Vibrio kanaloae

Scientific classification
- Domain: Bacteria
- Kingdom: Pseudomonadati
- Phylum: Pseudomonadota
- Class: Gammaproteobacteria
- Order: Vibrionales
- Family: Vibrionaceae
- Genus: Vibrio
- Species: V. kanaloae
- Binomial name: Vibrio kanaloae Thompson et al. 2003
- Type strain: LMG 20539, DSM 17181, CIP 108275, CAIM 485, CCUG 56968

= Vibrio kanaloae =

- Genus: Vibrio
- Species: kanaloae
- Authority: Thompson et al. 2003

Gram-negative marine bacterium

Vibrio kanaloae is a species of curved, motile, moderately halophilic and Gram-negative bacteria belonging to the family Vibrionaceae. It was originally isolated from Hawaiian and Mexican seawater as well as marine animals and was described as a new species in 2003.

== Etymology ==
The specific epithet kanaloae honours Kanaloa, the Hawaiian deity of the ocean, reflecting both the marine habitat of the bacterium and the site of its first isolation.

== Taxonomy and characteristics ==
The species is placed in the class Gammaproteobacteria and the order Vibrionales.

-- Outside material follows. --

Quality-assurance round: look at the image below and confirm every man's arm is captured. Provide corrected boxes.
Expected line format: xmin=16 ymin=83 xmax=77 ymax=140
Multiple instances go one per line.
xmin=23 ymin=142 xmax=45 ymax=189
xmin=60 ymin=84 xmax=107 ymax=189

Cells are oxidase-positive, facultatively anaerobic rods that grow best at 25–30 °C in 2–3 % NaCl and form smooth, cream-coloured colonies on marine agar. Polar flagella provide rapid swimming motility.

== Pathogenicity ==
Immersion-challenge experiments have shown that strain SbA1-1 can cause high mortality in the ark clam Scapharca broughtonii, producing typical vibriosis lesions in gill and hepatopancreas tissues at water temperatures ≤ 15 °C. Comparative genomic analyses support its role as an opportunistic pathogen of bivalve larvae and juveniles.